He said the most challenging part of what he does is finding resources to help him figure out something he wants to do but has no idea where to begin.

“As a volunteer, I designed a layout grid of Pleasant Grove Park for Old Farm Day to accurately place all the exhibitors and assure they would all fit,” he said. “I started with Google Earth, took accurate dimensions and then drafted it in AutoCAD.” His design training and skills have added to his perspective. “I like the mystery and challenge of solving the problem to achieve a hands-on approach to projects.  And they keep me physically and mentally active.”

Bland’s skills have saved him and his wife a lot of money when he designs and makes items that are unique and would be cost prohibitive if they purchased them. 

“When my wife, Jackie, and I go shopping and she says, ‘Oh, I like that,’ my response is usually, ‘I can create, draw or build that,’ like the sewing table with two drop leaf sections I just built for her.”

Bland and his wife designed their last two homes, one in Fauquier County and their present home in Fluvanna. His present residence is a modular home that he and his wife designed and then sent to the modular builder to see if it would work with their manufacturing procedures.  When the plans were sent back for review, Bland made the changes in AutoCAD and sent them back. As a result, they offered him a job to work at home as a designer and draftsman to help with other custom homes. It kept him active part-time at the start of his retirement.

His next design project will most likely be designing and building an art studio in his basement so he has a clean area to pursue his painting as opposed to his woodworking shop, which he said is generally dusty. Creating a space for painting brings him full circle back to artistic passions. He has worked in oils and acrylics in the past and his favorite subjects are trees, clouds and animals. When not getting sidetracked by other commitments, Bland said he wants to do his Sumi-e ink painting.

“Unlike other forms of painting, it is different approach. You have to feel the energy through your body and translate it through the brush to the work. I understand the method,” he said. It is a much different style of painting. What looks like effortless simplicity of delicate shapes takes painstaking practice in order to complete one stroke. “Once the stroke has been laid on the paper, you have to live with it,” he said.

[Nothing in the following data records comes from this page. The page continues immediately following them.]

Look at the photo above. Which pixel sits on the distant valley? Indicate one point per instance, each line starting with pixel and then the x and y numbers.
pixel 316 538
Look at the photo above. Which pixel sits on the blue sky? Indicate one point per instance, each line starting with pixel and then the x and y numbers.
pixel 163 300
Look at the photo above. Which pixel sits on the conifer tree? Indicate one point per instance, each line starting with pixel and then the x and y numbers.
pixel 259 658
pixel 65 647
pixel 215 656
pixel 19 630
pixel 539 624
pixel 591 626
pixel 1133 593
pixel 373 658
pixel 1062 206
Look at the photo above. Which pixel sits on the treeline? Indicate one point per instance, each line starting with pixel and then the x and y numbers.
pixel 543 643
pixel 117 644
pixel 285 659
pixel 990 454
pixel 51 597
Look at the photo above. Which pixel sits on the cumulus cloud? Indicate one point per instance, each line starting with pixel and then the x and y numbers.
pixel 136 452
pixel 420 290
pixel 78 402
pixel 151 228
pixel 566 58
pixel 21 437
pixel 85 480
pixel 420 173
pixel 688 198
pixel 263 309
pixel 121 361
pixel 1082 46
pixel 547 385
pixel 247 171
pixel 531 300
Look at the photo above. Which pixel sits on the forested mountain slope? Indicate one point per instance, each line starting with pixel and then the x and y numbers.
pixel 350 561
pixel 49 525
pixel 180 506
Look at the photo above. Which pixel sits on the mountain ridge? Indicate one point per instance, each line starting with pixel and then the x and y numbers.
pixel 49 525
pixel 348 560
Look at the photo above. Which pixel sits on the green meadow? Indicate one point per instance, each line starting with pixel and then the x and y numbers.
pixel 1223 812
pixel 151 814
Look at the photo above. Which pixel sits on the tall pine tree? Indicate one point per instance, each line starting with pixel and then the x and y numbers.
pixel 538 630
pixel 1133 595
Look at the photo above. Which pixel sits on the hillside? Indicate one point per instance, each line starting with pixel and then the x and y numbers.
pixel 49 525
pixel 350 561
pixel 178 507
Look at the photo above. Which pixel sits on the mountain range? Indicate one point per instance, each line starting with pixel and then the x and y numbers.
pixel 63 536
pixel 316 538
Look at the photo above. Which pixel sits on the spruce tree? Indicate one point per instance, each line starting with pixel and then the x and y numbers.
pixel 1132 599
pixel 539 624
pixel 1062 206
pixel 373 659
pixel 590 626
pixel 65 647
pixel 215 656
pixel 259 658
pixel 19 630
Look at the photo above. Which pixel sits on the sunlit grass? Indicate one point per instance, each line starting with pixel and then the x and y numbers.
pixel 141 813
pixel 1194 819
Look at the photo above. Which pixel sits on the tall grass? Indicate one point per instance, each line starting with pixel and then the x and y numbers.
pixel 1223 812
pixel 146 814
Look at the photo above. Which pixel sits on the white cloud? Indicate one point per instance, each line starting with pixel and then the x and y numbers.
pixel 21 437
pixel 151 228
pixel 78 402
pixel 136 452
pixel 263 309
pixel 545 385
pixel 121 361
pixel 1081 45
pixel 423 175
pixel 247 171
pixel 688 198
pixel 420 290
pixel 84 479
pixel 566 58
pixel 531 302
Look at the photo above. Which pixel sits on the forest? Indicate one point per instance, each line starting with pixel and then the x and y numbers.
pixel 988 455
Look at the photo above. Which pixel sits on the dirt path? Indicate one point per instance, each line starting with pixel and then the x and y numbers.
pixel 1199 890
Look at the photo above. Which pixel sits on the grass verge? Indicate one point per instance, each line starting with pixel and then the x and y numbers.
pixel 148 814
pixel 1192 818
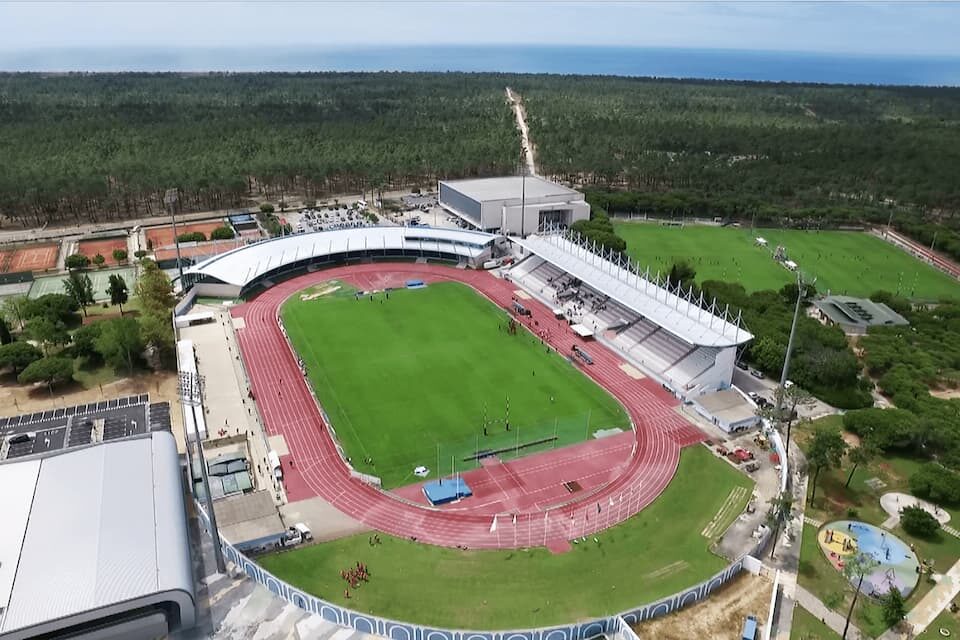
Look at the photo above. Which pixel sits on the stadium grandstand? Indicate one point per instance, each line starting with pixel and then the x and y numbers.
pixel 688 345
pixel 673 336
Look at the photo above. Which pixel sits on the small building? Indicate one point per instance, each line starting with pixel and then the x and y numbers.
pixel 856 315
pixel 727 409
pixel 513 205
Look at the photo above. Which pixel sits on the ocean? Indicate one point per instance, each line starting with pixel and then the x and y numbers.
pixel 619 61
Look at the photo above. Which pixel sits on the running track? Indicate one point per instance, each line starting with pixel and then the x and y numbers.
pixel 660 431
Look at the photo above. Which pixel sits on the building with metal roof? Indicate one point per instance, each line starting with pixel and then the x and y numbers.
pixel 94 541
pixel 231 273
pixel 856 315
pixel 513 205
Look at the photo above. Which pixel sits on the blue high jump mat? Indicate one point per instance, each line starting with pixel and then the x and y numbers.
pixel 444 491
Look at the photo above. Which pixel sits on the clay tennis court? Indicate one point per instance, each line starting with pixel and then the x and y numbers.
pixel 158 237
pixel 104 247
pixel 39 257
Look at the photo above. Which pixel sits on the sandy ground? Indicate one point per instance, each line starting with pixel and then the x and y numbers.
pixel 720 617
pixel 15 399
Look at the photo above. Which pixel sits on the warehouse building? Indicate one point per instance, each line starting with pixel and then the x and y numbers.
pixel 512 205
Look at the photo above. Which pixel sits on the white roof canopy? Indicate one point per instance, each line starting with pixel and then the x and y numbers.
pixel 245 264
pixel 663 303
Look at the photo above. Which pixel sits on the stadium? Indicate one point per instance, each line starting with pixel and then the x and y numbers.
pixel 529 404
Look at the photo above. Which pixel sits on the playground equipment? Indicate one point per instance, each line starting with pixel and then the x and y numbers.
pixel 897 564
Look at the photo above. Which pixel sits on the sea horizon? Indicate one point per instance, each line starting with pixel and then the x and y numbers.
pixel 621 61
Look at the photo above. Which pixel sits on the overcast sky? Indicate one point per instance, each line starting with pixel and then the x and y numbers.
pixel 826 26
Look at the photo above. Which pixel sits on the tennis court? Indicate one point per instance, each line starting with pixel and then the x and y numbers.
pixel 38 257
pixel 104 247
pixel 100 280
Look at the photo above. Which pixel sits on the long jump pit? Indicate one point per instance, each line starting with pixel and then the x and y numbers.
pixel 34 257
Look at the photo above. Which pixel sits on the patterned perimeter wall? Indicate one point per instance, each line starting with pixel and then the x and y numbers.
pixel 409 631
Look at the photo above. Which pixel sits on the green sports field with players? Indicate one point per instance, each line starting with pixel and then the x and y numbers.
pixel 843 262
pixel 432 376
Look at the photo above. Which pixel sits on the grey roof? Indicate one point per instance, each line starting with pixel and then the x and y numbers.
pixel 245 264
pixel 485 189
pixel 90 528
pixel 859 312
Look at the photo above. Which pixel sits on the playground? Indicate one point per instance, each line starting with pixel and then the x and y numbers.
pixel 103 246
pixel 38 257
pixel 158 237
pixel 99 278
pixel 897 564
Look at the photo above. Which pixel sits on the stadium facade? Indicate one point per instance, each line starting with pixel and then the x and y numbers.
pixel 512 205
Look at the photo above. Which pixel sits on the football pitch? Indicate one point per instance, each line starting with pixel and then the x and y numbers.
pixel 415 378
pixel 656 553
pixel 844 262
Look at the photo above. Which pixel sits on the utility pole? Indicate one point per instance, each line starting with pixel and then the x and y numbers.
pixel 170 199
pixel 191 394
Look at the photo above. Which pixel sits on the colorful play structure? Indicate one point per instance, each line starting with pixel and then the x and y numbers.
pixel 897 566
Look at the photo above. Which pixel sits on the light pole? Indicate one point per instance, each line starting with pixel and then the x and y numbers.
pixel 170 199
pixel 190 386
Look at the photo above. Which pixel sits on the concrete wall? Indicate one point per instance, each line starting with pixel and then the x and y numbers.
pixel 396 630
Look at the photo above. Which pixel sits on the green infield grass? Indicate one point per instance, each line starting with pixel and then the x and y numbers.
pixel 414 379
pixel 656 553
pixel 844 262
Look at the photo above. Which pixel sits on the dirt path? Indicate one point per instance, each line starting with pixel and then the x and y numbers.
pixel 516 101
pixel 719 617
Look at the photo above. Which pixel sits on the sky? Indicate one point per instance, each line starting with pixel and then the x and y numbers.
pixel 831 26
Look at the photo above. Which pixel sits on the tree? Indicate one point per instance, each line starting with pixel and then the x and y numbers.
pixel 77 261
pixel 51 371
pixel 856 567
pixel 18 355
pixel 825 452
pixel 53 306
pixel 15 310
pixel 222 233
pixel 85 341
pixel 47 332
pixel 894 608
pixel 780 507
pixel 918 522
pixel 80 288
pixel 117 290
pixel 863 454
pixel 154 289
pixel 120 342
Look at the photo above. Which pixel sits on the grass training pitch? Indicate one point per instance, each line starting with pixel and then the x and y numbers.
pixel 412 378
pixel 845 262
pixel 656 553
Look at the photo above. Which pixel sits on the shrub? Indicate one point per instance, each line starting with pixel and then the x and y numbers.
pixel 937 484
pixel 193 236
pixel 917 522
pixel 222 233
pixel 77 261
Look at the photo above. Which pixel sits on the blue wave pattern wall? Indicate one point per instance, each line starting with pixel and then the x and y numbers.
pixel 408 631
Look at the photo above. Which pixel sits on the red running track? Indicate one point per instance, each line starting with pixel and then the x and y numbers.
pixel 289 409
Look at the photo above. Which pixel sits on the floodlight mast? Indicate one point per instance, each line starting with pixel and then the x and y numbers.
pixel 170 199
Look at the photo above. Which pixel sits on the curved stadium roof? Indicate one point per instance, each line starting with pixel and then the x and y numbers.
pixel 242 266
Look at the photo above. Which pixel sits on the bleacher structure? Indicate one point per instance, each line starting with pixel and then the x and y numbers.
pixel 669 333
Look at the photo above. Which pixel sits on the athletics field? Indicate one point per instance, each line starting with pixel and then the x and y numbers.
pixel 844 262
pixel 415 378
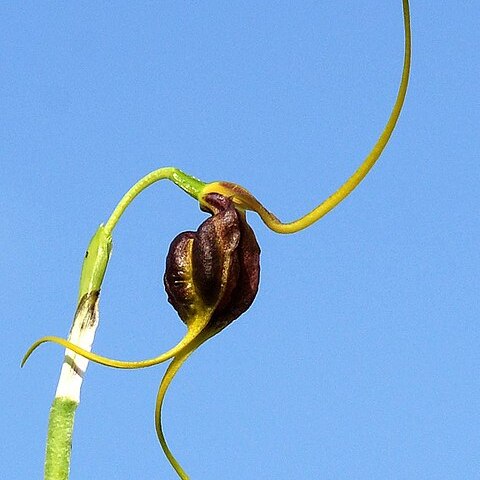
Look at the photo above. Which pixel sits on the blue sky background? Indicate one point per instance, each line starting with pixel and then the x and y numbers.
pixel 360 356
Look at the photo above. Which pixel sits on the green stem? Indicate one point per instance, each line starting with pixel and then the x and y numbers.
pixel 67 398
pixel 189 184
pixel 59 440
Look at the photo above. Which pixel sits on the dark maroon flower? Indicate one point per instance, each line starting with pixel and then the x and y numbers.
pixel 215 270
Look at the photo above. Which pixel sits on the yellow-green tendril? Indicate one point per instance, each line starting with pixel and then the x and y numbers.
pixel 193 331
pixel 189 184
pixel 170 373
pixel 246 200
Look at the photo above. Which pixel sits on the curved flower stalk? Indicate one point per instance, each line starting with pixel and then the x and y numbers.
pixel 211 277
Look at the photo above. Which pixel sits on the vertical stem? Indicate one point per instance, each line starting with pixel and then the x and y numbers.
pixel 82 333
pixel 59 445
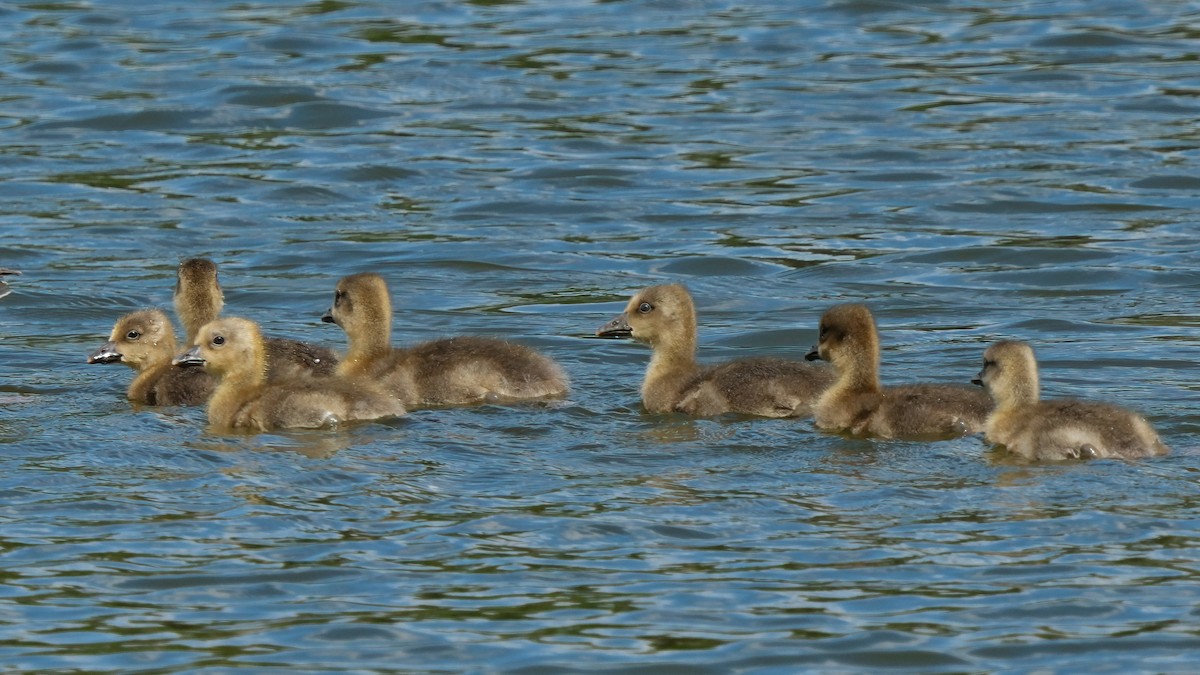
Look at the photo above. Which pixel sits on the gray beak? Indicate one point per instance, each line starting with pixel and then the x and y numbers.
pixel 191 358
pixel 106 353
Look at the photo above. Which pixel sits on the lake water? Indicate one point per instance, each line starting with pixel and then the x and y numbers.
pixel 973 171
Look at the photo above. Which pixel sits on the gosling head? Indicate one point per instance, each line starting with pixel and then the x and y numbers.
pixel 198 297
pixel 659 315
pixel 1009 374
pixel 360 300
pixel 138 340
pixel 225 346
pixel 847 338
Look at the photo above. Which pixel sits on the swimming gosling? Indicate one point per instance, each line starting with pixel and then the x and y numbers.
pixel 1059 429
pixel 665 318
pixel 199 300
pixel 234 352
pixel 462 370
pixel 857 402
pixel 145 341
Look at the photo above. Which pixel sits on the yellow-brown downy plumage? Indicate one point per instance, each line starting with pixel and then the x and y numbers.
pixel 460 370
pixel 144 341
pixel 1059 429
pixel 857 402
pixel 665 318
pixel 199 300
pixel 234 352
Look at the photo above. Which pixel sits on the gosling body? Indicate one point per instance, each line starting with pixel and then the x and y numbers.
pixel 461 370
pixel 1059 429
pixel 861 405
pixel 665 318
pixel 233 351
pixel 198 300
pixel 145 341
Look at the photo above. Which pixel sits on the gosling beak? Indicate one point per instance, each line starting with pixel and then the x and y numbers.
pixel 190 358
pixel 106 353
pixel 616 328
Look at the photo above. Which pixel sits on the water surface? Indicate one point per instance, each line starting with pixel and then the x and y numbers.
pixel 973 171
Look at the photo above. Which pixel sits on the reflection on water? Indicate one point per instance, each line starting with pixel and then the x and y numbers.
pixel 973 172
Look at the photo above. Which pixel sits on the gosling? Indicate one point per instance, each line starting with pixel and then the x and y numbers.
pixel 665 318
pixel 199 300
pixel 462 370
pixel 145 341
pixel 1061 429
pixel 858 404
pixel 234 352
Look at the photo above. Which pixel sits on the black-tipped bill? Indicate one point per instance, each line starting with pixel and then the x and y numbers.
pixel 106 353
pixel 616 328
pixel 191 358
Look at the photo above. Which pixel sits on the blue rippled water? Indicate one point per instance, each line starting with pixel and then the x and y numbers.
pixel 973 171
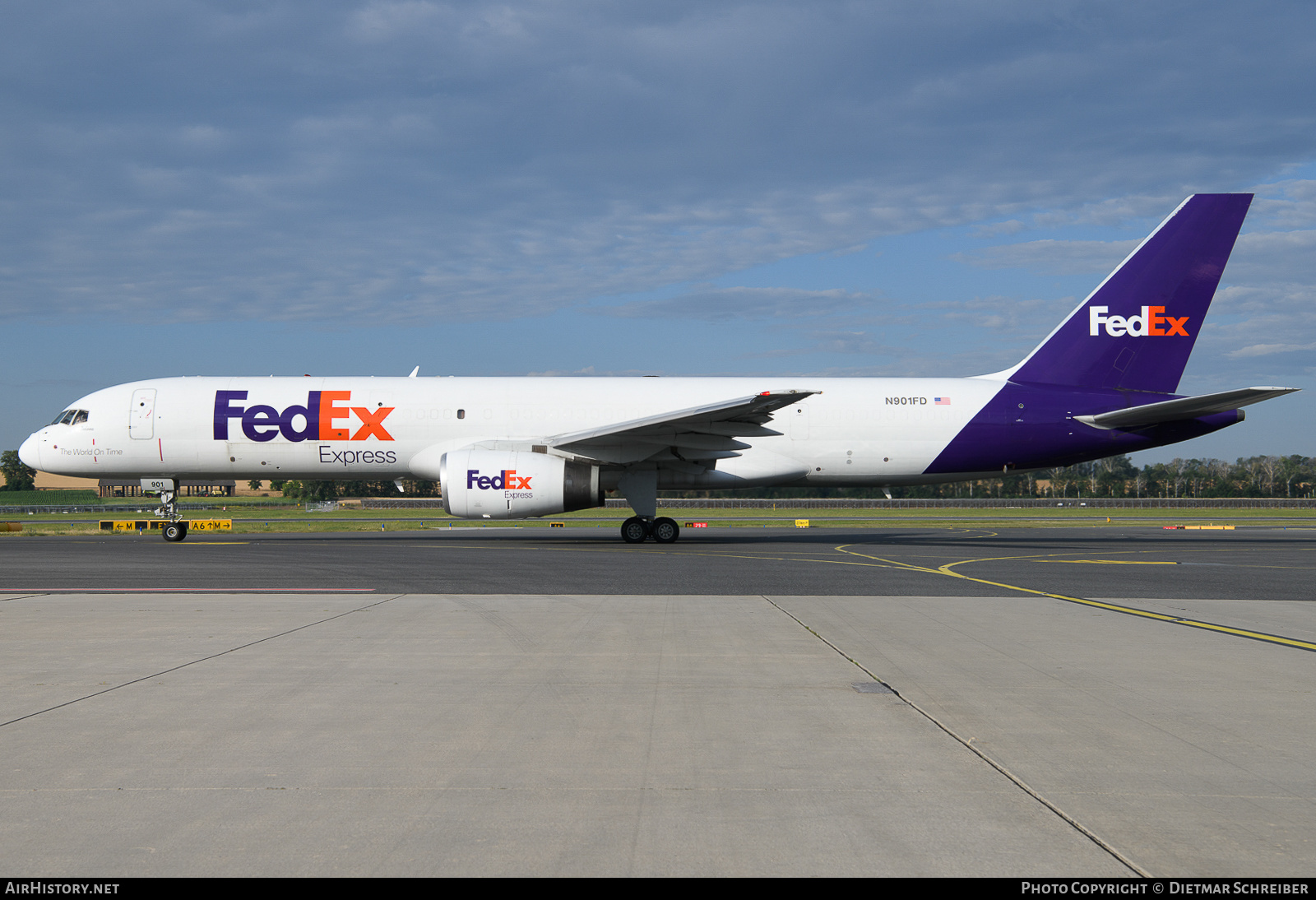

“I guess the drafting side of my professional job has helped sustain my interest in art and drawing.  Traveling and seeing what other artists are creating inspires me to explore other mediums,” he said.
Bland is a dedicated hobbyist who also makes bowls, chess pieces, pens, and stools on a wood turning lathe. Photography is also a lifetime passion, and when he started a family, he recalls setting up a dark room in a bathroom. He also participated in courses at community colleges in art and welding.